Cafer Panahi, 63. Berlin Film Festivali’nde yarışan yeni filmi “Perde” ile sinema sanatının günümüzdeki en önemli yaratıcılarından birini olduğunu kanıtladı. İran’daki hükümet acaba film çekme özgürlüğünü elinden almaya çalıştığı Panahi’nin ülkelerinin kültürünün evrensel bir temsilcisi olduğunun farkında mı? Ağır baskı altında bile film dilini ve gramerini geliştirmeye, farklı bir anlatı denemeye, hem çok kişisel hem çok zamana ve zemine özgü bir öyküyü yenilikçi bir stille anlatmaya muktedir olduğunu sinema dünyası gördü.

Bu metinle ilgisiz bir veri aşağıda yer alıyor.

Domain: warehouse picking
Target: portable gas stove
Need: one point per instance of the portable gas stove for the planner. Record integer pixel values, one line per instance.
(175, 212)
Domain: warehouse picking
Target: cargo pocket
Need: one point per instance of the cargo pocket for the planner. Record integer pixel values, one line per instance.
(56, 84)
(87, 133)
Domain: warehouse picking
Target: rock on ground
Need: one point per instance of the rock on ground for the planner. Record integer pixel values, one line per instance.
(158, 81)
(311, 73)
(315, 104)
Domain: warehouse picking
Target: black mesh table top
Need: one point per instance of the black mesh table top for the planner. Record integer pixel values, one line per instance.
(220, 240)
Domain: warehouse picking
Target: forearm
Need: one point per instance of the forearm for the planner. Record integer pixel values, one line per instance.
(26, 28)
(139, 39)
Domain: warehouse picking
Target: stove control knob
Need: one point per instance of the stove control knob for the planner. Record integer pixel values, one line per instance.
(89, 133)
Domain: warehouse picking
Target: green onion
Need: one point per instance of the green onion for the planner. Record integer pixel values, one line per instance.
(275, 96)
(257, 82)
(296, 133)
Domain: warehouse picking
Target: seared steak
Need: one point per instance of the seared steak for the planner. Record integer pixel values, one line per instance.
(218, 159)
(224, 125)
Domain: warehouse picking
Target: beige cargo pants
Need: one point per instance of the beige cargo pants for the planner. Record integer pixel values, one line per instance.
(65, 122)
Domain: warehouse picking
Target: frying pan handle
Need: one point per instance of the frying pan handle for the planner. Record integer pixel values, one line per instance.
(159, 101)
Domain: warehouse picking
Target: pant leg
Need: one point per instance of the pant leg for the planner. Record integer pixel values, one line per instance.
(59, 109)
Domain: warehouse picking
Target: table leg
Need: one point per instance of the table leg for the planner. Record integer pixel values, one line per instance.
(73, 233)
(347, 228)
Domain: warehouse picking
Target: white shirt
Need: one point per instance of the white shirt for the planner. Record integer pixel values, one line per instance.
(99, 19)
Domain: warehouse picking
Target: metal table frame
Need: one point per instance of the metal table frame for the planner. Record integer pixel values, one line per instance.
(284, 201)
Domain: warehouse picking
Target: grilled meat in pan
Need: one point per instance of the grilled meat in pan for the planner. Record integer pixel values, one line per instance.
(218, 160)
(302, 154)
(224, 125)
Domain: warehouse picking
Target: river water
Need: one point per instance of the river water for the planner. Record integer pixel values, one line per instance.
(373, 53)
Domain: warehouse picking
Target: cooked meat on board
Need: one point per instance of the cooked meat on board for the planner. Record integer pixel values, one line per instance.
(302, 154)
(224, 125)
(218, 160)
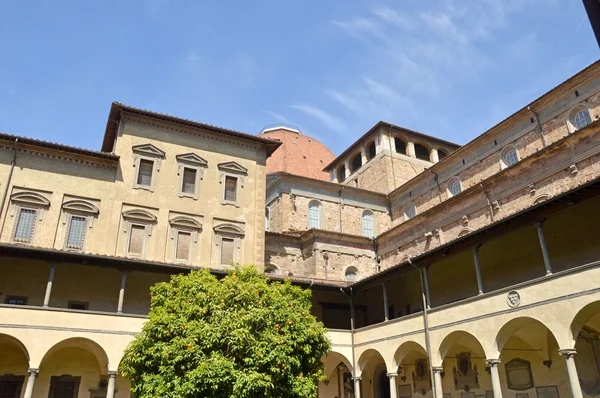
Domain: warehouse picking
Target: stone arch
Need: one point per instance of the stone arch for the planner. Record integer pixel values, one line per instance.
(510, 328)
(367, 357)
(84, 343)
(458, 337)
(583, 316)
(406, 348)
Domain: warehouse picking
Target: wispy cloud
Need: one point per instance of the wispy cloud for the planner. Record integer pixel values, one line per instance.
(331, 122)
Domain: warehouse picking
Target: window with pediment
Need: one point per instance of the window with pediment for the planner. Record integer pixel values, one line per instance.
(229, 239)
(147, 160)
(184, 235)
(28, 210)
(78, 217)
(138, 224)
(232, 178)
(190, 171)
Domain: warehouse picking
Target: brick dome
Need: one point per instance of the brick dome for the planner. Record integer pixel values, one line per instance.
(298, 154)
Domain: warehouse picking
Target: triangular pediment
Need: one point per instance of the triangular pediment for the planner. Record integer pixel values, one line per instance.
(31, 198)
(148, 149)
(81, 206)
(192, 158)
(233, 167)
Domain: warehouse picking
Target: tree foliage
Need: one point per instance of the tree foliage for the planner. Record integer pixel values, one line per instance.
(240, 336)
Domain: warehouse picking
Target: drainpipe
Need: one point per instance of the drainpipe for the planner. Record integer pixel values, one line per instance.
(392, 155)
(426, 327)
(437, 181)
(10, 173)
(487, 197)
(537, 120)
(350, 299)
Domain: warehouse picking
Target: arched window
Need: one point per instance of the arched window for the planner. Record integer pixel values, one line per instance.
(454, 187)
(421, 152)
(509, 156)
(342, 173)
(400, 146)
(581, 119)
(267, 219)
(411, 211)
(356, 163)
(351, 274)
(368, 224)
(372, 151)
(272, 269)
(314, 214)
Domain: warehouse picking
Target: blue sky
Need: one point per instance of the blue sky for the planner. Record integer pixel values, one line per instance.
(449, 68)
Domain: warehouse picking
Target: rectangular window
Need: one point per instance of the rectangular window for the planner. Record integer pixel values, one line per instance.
(15, 300)
(189, 181)
(78, 305)
(145, 172)
(136, 239)
(76, 234)
(25, 223)
(230, 188)
(227, 249)
(184, 240)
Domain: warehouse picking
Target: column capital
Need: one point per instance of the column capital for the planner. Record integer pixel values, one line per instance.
(568, 353)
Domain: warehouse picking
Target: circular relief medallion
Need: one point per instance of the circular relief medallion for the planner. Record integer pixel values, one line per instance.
(513, 298)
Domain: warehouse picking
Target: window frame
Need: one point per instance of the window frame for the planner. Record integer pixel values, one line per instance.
(235, 170)
(193, 162)
(149, 153)
(138, 217)
(184, 224)
(31, 201)
(78, 208)
(229, 231)
(320, 213)
(451, 183)
(373, 223)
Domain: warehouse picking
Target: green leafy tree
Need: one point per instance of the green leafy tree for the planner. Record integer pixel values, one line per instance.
(240, 336)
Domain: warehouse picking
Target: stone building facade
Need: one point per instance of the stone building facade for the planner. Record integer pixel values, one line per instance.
(439, 270)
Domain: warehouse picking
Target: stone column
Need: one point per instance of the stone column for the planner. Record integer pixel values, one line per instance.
(393, 388)
(110, 389)
(572, 371)
(49, 284)
(496, 386)
(122, 292)
(540, 228)
(478, 269)
(386, 313)
(410, 149)
(437, 376)
(357, 387)
(32, 374)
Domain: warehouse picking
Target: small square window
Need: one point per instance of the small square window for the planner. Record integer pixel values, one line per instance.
(76, 232)
(137, 237)
(188, 184)
(227, 250)
(25, 224)
(145, 172)
(184, 243)
(78, 305)
(230, 189)
(15, 300)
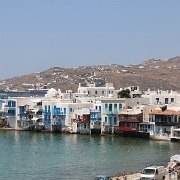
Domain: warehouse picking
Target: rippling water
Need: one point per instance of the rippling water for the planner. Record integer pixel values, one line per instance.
(29, 155)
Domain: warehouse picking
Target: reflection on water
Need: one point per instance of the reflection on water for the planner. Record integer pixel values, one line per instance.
(71, 156)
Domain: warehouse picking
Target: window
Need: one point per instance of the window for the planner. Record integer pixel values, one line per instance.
(110, 107)
(120, 107)
(157, 100)
(115, 120)
(166, 100)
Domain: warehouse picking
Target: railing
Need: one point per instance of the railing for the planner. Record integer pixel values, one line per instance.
(7, 106)
(128, 129)
(167, 123)
(46, 112)
(38, 123)
(111, 112)
(95, 119)
(9, 114)
(37, 107)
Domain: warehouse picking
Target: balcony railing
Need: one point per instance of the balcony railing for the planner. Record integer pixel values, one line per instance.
(46, 112)
(95, 119)
(167, 123)
(111, 112)
(9, 114)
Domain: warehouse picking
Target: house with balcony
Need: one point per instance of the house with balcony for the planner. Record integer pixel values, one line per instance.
(81, 121)
(3, 119)
(129, 120)
(58, 114)
(167, 122)
(95, 119)
(92, 90)
(30, 115)
(13, 110)
(110, 108)
(162, 97)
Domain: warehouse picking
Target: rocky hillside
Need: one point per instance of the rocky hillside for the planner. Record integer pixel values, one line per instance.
(155, 74)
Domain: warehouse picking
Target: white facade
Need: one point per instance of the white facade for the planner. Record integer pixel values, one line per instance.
(92, 90)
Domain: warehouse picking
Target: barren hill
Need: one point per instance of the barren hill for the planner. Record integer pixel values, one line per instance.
(155, 74)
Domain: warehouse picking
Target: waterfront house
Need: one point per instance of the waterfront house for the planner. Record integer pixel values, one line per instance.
(92, 90)
(81, 121)
(12, 110)
(110, 108)
(30, 115)
(167, 122)
(162, 97)
(129, 120)
(95, 118)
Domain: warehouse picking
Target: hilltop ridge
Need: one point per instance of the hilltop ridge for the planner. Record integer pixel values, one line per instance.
(154, 73)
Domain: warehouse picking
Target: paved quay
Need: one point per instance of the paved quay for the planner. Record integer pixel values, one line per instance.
(136, 176)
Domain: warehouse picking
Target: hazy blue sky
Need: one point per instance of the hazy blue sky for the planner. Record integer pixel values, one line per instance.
(36, 35)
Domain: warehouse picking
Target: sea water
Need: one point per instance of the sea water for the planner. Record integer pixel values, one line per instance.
(32, 155)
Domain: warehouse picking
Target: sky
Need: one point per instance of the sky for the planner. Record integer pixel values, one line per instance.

Düşünün ki Venedik Film Festivali’nde Altın Aslan dahil büyük ödüller kazanmış, övgüler toplamış Cafer Panahi’nin konumunda bulunup sadece siyasi nedenlerle cendereye alınmış bir sinemacı ne yapsa ilgi görür. Kaba saba politik propaganda yaptığı bir belgesel ya da kendini kurbanlaştırdığı basit bir kısa film de yapsa önem atfedilir. Fakat Cafer Panahi sinemaya tutkulu olduğu kadar, ülkesini ve halkını da içtenlikle seven bir yönetmen. Ayrıca özsaygısı var! Bu yüzden elinden gelenin en iyisini yaptığı bir filmle karşımıza çıktı Berlinale’de. “Perde” Altın Ayı’ya layık bir film!
***
Panahi, izleyiciye zihnini açıyor bu filmde... “Dışarıya”, “dünyaya” açılan pencereyi “kapatan” evin içerisindekini dışarıdan, dışarıdakini içeriden “saklayan” perde metaforuyla oynayarak. “Perde” ak saçlı bir adamın bir çantanın içine sakladığı son derece sevimli ve akıllı bir köpekle kıyıda bir villaya gelmesiyle açılıyor. İlk iş bütün perdeleri çeken ve üstlerine bir kat da siyah perde takarak karartma yapan adamın, can dostunu İran’daki köpek besleme yasağından korumaya ve bir senaryo yazmaya çalıştığını anlıyoruz. (2011 yılında çıkan bir yasaya göre dinen mekruh sayıldığı için İran’da köpekler toplumsal alandan yasaklandı. Birçok insanın köpeğine el kondu tehlikeli oldukları iddiasıyla. Tahran dışındaki barınaklarda yaşam savaşı veriyorlar. Birkaç tanesinin ABD’ye sığınmacı olarak gittiğine dair haberler çıktı 2012 Eylül ayında.) Derken eve nasıl girdiklerini anlamadığımız iki kişi çıkıyor ortaya. İntihar eğilimli genç kadın adamın başına kalıyor...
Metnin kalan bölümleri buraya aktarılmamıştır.